Avis de tempête sur les ports du Maroc

Le projet de loi n° 15-02 qui définit la nouvelle organisation portuaire risque de générer un conflit social. «Nous fermerons tous les ports du Maroc si le projet passe dans l’état», menace Naji Najim, secrétaire général du syndicat des cadres de l’ODEP, affilié à l’UGTM. «On va de plus en plus se radicaliser», affirme pour sa part Mostafa Ourdane, secrétaire général fédéral de l’UMT à l’ODEP.
En fait, ce projet de loi, élaboré par le ministère de l’équipement et des transports et approuvé au mois de septembre par le conseil du gouvernement, vise la réorganisation de l’Office d’exploitation des ports (ODEP) en deux entités : l’Agence nationale des ports (ANP) et la Société d’exploitation des ports (SEP). Le projet confère à l’Agence de nombreuses attributions. Elle aura la charge de contrôler l’aménagement des ports ainsi que la définition des modalités d’exploitation. Les compétences de l’Agence englobent l’octroi des concessions et des autorisations d’exploitation des activités portuaires et l’octroi des autorisations d’occupations temporaires du domaine public portuaire. Ces compétences n’épargnent pratiquement aucune activité : pilotage, remorquage, lamanage, magasinage, entreposage, zones de commerce, de pêche, de plaisance, de mouillage, ainsi que l’embarquement et le débarquement des passagers seront soumis au contrôle de l’ANP.

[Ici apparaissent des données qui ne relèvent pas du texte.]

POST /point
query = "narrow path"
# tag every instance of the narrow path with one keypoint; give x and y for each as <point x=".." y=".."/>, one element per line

A l’exception du port Tanger-Med, l’Agence va exercer ses attributions sur l’ensemble des ports du Royaume. Soumise à la tutelle de l’Etat, l’Agence est un établissement public doté de la personnalité morale et de l’autonomie financière. La constitution du patrimoine de l’Agence vient du transfert des biens immeubles, meubles et les avoirs en compte bancaire de l’ODEP. «Tout ce pour quoi nous nous sommes battus pendant des années va disparaître», déplore M. Ourdane. «Nous serons interdits même des maisons où nos enfants passent leurs vacances», renchérit M. Najim. Car la deuxième entité qui va naître du projet de loi, la SEP, correspond en réalité au passage de l’ODEP en société anonyme qui perd le monopole des opérations portuaires. Mieux : elle va désormais exercer dans un environnement concurrentiel avec d’autres sociétés auxquelles l’Agence va délivrer des autorisations d’exploitation ou de concession. Le ministre de l’équipement et des transports, Karim Ghellab, explique cette libéralisation des opérations portuaires par «les engagements du pays dans des accords de libre-échange et par les nouveaux contextes de la mondialisation et de la globalisation du commerce». Il précise qu’il ne s’agit pas d’une dissolution de l’ODEP, mais «d’une réorganisation sectorielle afin de lui donner les moyens d’affronter la concurrence».
Les partenaires sociaux disent comprendre ces exigences, mais s’étonnent que le ministère ait élaboré le projet sans les consulter. «Nous refusons d’être mis devant le fait accompli», affirme M. Ourdane. «Depuis quand un syndicat participe à l’élaboration d’un projet de loi ? La constitution ne le permet pas. Je m’étais engagé à ce qu’il y ait un dialogue, une fois que le projet sera finalisé. Et nous avons eu des concertations la semaine dernière avec des formations syndicales. Ces concertations ont abouti à la création d’une commission», déclare M. Ghellab.
Par ailleurs, un autre motif de mécontentement des syndicats se rapporte au personnel de l’Agence qui serait en grande partie détaché du ministère. «Seulement 10% du personnel de l’ODEP sera affecté à l’Agence alors que nous y sommes 3800 employés entre cadres et agents», indique M. Najim. «Il n’y a pas encore de décompte précis du personnel», affirme pour sa part le ministre de l’équipement et des transports. «Toutes les formations syndicales sont contre la division de l’ODEP. Nous acceptons son passage à une société anonyme, mais à condition qu’elle garde toutes ses attributions», indique M. Najim. Autrement, les syndicats menacent de décréter le mot d’ordre d’une grève. Les employés de l’ODEP ne sont pas les seuls mécontents. Les dockers grognent aussi.